[SCHEDULE 13D/A] Viper Energy, Inc. SEC Filing
Rhea-AI Filing Summary
Diamondback Energy, Diamondback E&P and Endeavor filed Amendment No. 6 to their Schedule 13D for VNOM, reporting that the Sitio Acquisition closed on August 19, 2025. Under the Merger Agreement, each outstanding share of the Issuer's Class B common stock held by the Reporting Persons was cancelled and converted into an equal number of Class B shares of the successor public company (New Viper Class B Common Stock). All 155,058,093 shares held by the Reporting Persons were cancelled and exchanged, and the Reporting Persons state they no longer beneficially own any securities of the Issuer. This filing is presented as the final amendment and an exit filing reflecting that the Reporting Persons ceased to beneficially own more than 5% of the Issuer as of that date.
Positive
- Sitio Acquisition completed on August 19, 2025, effectuating the agreed merger consideration.
- All 155,058,093 Class B shares held by the Reporting Persons were exchanged per the Merger Agreement.
- Exit filing completed: Reporting Persons confirm they no longer beneficially own securities of the Issuer.
Negative
- Removal of a >5% holder from the Issuer's capitalization, reducing Diamondback-related influence.
- No continuing beneficial ownership by the Reporting Persons may change shareholder support dynamics for Issuer initiatives.
Insights
TL;DR: Reporting persons completed the merger exchange and exited ownership, removing a >5% holder from VNOM's cap table.
The amendment documents a completed corporate transaction where the Reporting Persons' entire Class B position (155,058,093 shares) was converted and cancelled in connection with the Sitio Acquisition on August 19, 2025. For investors, this filing is procedural: it confirms the transfer of economic/ownership interests to the successor company's capital structure and reduces Diamondback-related influence over the Issuer. No new purchases or dispositions by the Reporting Persons in the prior 60 days are reported, and the filing serves as a formal exit notice under Schedule 13D.
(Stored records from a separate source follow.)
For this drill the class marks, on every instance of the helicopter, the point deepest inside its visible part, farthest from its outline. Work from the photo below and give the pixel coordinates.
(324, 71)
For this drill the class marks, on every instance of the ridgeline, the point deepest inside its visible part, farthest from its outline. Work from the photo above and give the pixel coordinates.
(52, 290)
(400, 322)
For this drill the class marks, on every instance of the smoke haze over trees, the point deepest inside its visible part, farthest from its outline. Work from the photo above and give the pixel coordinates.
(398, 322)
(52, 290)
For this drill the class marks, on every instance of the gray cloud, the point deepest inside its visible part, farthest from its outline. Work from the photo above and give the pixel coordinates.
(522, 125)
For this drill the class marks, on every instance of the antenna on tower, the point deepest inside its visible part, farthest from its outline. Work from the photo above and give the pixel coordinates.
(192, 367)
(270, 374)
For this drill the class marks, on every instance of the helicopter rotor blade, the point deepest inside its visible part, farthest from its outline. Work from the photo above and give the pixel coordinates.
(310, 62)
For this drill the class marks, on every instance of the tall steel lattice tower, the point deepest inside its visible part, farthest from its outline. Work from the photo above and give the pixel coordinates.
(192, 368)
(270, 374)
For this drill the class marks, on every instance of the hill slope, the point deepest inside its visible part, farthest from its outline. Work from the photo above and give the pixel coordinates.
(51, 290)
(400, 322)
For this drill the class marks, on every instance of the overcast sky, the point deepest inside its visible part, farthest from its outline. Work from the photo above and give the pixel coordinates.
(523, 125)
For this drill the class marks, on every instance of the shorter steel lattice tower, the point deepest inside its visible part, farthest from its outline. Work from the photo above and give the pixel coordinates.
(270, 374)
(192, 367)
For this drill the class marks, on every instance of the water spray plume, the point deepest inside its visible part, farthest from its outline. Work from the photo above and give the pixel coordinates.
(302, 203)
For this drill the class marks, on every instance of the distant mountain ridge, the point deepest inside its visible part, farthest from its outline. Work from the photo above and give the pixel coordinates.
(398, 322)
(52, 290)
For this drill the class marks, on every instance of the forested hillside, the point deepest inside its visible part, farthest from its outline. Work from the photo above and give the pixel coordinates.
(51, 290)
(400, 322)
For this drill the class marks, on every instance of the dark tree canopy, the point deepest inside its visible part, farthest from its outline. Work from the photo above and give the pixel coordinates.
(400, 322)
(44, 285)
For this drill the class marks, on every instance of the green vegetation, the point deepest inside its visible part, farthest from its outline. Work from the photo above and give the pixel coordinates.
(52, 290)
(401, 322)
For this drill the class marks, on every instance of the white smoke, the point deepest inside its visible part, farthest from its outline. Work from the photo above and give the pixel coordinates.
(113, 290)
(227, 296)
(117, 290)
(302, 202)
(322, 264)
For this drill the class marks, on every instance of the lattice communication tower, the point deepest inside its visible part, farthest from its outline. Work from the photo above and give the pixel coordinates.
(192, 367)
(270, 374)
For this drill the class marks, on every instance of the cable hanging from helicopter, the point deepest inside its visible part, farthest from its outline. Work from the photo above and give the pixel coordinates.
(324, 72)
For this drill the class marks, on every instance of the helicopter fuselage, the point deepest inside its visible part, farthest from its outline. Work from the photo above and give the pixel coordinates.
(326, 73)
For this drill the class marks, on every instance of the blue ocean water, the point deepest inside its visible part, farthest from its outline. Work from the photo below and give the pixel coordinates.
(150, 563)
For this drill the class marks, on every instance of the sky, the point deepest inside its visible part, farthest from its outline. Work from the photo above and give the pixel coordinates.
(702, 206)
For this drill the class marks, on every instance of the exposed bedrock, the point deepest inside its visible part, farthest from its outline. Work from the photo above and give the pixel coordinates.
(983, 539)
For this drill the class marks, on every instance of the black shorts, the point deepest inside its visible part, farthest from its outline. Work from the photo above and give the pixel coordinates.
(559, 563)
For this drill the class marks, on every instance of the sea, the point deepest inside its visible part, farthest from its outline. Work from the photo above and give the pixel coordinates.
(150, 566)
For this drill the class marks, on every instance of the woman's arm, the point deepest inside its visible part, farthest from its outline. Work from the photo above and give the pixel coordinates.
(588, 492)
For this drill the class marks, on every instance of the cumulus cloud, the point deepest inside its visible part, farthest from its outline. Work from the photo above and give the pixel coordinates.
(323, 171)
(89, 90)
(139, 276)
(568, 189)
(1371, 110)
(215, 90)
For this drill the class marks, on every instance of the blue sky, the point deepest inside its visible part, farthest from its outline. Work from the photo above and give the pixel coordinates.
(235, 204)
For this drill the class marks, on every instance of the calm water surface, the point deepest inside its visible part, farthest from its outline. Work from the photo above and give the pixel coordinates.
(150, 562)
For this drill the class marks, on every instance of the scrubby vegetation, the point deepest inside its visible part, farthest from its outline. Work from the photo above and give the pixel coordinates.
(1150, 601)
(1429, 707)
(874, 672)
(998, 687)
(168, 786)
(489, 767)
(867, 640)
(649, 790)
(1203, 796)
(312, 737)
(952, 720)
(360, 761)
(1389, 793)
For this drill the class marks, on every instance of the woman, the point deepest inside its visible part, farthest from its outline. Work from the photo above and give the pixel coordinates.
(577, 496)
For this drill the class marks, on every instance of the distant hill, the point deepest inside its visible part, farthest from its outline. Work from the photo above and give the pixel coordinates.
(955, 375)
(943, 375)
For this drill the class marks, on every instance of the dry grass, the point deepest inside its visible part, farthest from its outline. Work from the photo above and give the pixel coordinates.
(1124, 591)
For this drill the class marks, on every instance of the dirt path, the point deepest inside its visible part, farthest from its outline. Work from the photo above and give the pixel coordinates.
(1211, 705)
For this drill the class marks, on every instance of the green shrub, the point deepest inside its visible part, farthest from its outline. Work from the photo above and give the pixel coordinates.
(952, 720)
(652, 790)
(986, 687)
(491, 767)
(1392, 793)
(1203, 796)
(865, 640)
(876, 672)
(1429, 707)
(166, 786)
TL;DR: Governance influence from the reporting group has ended following the merger-driven conversion and cancellation of their Class B shares.
The Schedule 13D amendment confirms an ownership and voting-power shift resulting from the Sitio Acquisition. By canceling and converting all held Class B shares into New Viper Class B Common Stock and reporting zero beneficial ownership, the Reporting Persons relinquish any governance control or disclosure obligations tied to a >5% stake in the Issuer. This is a routine post-merger disclosure, but it materially alters the Issuer's shareholder base and potential voting dynamics.